Brasil e Peru condenam rejeição de salvo-conduto

Os presidentes do Brasil, Luiz Inácio Lula da Silva, e do Peru, Alan García, que se reuniram ontem em Lima, criticaram, em comunicado conjunto, o fato de governo de facto de Honduras ter rejeitado um salvo-conduto ao presidente deposto Manuel Zelaya. "Os presidentes condenam da forma mais enfática a inaceitável negativa, pelas autoridades de facto de Honduras, em completo desafio ao Direito Internacional, de ceder o salvo-conduto para a saída do presidente constitucional José Manuel Zelaya Rosales ao México, no contexto dos esforços para alcançar uma solução pelo diálogo para a crise hondurenha em conformidade com as resoluções da OEA", indicou a nota.

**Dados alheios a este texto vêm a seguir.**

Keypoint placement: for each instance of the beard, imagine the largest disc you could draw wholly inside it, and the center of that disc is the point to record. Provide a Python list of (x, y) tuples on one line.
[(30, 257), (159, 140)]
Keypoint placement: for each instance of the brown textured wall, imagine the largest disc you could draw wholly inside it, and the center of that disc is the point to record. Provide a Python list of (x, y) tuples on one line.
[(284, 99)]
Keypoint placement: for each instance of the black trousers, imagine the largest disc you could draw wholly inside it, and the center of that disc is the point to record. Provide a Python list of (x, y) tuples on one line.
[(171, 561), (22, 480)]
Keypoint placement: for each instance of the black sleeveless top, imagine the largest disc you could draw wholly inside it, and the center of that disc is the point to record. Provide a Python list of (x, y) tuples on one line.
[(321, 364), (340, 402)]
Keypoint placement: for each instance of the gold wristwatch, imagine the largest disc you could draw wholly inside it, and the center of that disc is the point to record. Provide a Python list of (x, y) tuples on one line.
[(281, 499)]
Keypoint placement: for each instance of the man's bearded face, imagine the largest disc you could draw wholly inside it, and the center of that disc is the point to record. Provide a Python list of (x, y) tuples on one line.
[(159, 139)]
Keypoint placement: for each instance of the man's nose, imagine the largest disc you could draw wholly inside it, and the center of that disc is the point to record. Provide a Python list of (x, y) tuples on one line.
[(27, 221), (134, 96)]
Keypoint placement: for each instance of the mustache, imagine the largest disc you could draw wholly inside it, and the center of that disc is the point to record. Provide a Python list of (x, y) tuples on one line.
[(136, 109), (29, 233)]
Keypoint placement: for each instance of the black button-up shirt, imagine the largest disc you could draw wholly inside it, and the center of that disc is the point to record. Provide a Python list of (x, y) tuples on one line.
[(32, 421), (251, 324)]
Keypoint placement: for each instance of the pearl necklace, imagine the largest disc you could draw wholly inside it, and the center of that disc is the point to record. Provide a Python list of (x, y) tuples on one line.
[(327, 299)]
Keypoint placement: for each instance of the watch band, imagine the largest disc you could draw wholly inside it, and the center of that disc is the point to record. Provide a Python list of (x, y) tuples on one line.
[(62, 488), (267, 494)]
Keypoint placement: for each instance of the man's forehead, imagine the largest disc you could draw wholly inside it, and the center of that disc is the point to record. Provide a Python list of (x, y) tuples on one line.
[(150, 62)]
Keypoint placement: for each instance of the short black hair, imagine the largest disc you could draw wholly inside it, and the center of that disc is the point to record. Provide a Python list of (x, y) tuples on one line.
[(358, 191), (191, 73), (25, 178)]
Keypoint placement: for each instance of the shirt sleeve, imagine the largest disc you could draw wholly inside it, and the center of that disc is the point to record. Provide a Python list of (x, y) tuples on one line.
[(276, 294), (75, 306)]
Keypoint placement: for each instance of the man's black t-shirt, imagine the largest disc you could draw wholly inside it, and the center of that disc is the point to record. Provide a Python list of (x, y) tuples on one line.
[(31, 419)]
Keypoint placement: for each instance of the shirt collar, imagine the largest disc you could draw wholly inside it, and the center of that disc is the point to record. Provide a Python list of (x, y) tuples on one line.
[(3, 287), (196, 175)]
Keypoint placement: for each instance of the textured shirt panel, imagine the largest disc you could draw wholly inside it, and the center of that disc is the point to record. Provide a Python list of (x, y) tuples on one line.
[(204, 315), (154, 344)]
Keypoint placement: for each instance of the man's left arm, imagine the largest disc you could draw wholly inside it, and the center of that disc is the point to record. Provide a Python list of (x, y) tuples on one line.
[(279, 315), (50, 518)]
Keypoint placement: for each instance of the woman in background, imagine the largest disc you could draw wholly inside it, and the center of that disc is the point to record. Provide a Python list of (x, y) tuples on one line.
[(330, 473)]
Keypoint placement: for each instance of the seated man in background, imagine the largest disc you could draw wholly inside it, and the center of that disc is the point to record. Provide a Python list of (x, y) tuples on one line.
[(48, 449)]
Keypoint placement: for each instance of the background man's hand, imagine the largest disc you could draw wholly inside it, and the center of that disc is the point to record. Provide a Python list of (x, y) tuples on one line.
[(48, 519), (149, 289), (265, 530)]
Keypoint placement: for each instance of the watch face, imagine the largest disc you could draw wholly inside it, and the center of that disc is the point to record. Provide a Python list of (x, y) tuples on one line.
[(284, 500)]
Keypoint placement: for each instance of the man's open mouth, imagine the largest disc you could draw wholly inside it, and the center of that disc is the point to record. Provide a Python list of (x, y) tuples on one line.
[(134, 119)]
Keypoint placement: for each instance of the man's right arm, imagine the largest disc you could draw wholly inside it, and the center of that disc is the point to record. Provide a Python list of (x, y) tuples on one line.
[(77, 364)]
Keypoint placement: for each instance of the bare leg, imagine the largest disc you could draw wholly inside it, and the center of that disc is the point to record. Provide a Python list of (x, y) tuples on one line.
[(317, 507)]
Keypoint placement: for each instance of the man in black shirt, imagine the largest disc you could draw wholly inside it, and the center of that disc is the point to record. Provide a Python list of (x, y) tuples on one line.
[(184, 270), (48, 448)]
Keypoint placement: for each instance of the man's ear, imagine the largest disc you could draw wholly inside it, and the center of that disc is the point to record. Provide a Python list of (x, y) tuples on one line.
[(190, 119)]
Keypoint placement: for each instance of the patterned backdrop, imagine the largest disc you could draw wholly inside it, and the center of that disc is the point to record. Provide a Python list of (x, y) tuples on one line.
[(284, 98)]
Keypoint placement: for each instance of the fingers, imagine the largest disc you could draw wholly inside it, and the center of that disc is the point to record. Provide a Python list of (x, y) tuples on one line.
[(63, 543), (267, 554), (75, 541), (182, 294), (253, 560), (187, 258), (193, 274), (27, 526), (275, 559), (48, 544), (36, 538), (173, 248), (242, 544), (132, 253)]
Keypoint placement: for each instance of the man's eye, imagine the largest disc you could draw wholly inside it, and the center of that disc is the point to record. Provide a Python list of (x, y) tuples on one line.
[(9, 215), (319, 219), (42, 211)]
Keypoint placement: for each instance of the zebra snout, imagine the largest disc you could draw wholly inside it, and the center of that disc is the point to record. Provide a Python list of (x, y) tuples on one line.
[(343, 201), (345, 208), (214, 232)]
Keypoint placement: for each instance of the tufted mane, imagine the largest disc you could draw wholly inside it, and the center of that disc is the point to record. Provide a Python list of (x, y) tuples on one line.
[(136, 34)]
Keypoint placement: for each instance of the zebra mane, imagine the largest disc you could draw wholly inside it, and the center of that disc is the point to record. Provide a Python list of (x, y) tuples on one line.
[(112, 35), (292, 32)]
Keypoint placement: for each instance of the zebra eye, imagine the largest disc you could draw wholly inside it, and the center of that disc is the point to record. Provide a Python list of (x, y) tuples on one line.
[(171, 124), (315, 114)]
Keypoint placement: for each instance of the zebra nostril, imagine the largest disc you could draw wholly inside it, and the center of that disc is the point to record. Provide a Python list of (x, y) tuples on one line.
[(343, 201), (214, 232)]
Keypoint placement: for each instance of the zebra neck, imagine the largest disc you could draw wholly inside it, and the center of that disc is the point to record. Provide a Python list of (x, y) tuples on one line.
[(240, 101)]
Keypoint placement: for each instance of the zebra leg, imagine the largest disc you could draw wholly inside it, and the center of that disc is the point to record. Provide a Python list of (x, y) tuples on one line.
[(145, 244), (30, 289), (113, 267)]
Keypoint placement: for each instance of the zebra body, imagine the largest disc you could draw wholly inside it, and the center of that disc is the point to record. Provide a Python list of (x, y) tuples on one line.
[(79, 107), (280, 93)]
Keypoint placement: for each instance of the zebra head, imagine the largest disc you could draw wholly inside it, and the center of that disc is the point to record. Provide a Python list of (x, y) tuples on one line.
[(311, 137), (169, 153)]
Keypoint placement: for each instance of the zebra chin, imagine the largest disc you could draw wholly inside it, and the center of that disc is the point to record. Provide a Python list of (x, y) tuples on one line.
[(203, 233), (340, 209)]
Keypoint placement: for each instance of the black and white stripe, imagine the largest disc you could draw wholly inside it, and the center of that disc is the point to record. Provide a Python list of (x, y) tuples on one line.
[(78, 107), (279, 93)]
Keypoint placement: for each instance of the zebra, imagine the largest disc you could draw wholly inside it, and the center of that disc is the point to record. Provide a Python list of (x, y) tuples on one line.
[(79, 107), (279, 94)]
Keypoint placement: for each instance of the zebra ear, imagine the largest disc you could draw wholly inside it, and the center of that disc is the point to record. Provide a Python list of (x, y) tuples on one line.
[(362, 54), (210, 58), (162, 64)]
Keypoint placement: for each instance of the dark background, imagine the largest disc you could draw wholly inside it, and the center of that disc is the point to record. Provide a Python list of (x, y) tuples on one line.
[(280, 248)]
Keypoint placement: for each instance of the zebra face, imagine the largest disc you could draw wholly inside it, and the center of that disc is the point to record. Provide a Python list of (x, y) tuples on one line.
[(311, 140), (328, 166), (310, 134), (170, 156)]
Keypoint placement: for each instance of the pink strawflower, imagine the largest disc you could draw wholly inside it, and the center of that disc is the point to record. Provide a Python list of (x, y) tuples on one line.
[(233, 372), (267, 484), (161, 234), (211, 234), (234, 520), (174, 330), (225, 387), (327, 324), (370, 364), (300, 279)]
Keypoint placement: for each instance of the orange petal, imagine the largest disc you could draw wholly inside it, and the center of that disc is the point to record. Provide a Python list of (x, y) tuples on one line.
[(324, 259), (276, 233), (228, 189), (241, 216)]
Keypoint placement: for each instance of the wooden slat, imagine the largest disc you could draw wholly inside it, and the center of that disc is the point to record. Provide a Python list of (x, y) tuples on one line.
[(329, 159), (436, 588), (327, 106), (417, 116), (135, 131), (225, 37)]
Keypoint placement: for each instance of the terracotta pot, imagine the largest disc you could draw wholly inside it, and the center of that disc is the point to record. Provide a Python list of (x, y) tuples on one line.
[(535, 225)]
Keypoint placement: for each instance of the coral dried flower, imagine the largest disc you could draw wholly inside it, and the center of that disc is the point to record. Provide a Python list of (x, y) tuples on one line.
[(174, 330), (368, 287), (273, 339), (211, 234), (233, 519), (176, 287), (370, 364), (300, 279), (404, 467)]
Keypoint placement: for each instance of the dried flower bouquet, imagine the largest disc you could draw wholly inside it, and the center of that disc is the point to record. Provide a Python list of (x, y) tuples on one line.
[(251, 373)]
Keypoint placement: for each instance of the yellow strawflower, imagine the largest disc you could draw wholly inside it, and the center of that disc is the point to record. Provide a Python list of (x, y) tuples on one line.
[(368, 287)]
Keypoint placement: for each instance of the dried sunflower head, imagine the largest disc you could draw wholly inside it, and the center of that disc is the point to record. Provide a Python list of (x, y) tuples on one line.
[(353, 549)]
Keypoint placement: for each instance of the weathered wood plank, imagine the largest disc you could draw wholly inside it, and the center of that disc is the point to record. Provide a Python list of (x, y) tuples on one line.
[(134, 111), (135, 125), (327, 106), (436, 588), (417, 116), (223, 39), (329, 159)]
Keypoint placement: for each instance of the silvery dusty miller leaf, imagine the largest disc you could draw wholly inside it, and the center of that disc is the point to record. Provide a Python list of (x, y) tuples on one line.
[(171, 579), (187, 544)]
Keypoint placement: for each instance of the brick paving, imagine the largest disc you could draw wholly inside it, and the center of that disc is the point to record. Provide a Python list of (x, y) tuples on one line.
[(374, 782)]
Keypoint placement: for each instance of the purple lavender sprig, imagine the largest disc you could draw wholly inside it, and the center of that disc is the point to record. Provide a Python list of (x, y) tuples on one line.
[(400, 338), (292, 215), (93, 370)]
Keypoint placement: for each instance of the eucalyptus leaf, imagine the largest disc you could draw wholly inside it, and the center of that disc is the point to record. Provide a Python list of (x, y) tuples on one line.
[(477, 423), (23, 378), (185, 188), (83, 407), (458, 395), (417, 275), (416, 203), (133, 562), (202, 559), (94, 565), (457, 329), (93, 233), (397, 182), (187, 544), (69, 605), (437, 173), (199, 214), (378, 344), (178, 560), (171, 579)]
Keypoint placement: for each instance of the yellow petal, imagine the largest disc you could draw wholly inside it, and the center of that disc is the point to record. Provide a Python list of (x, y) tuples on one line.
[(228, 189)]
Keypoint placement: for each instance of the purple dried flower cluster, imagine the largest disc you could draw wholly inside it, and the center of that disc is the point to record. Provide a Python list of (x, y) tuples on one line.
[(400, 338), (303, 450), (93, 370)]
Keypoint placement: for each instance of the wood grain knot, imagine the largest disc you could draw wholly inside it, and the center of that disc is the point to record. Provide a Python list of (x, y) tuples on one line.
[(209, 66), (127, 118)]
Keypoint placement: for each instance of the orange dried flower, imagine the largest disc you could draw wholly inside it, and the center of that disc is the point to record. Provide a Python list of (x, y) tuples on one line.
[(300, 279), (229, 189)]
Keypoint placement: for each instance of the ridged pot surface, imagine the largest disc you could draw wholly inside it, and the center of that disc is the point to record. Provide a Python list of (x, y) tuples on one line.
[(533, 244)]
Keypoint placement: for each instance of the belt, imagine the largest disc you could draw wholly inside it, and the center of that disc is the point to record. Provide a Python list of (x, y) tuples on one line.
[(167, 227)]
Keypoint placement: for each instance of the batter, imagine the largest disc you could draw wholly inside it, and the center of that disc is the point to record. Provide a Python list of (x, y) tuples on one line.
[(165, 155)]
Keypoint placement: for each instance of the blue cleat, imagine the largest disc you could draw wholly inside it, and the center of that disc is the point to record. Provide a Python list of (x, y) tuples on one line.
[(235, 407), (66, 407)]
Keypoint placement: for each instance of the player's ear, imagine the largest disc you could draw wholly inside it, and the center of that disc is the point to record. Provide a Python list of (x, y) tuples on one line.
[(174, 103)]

Daniel Bramatti, O Estadao de S.Paulo

12 Dezembro 2009 | 00h00

Marco Aurélio Garcia, assessor especial da Presidência, disse que o presidente do governo de facto, Roberto Micheletti, está sendo "intransigente demais para quem é ilegítimo". Garcia, um dos integrantes da comitiva do presidente brasileiro, disse ainda que o Brasil dará asilo político a Zelaya se ele solicitar. Mas ele destacou que essa questão "não está colocada", dada a preferência pela ida ao México.

PAÍS NEGA ULTIMATO

O Itamaraty afirmou ontem que o presidente deposto de Honduras, Manuel Zelaya, está livre para ficar o tempo que for necessário na Embaixada do Brasil em Tegucigalpa, onde está como "hóspede" desde 21 de setembro. Um porta-voz da chancelaria negou que um prazo para a saída de Zelaya da embaixada tenha sido estabelecido: "Esta nunca foi a posição brasileira. Não foi dado um prazo para que Zelaya saia da embaixada."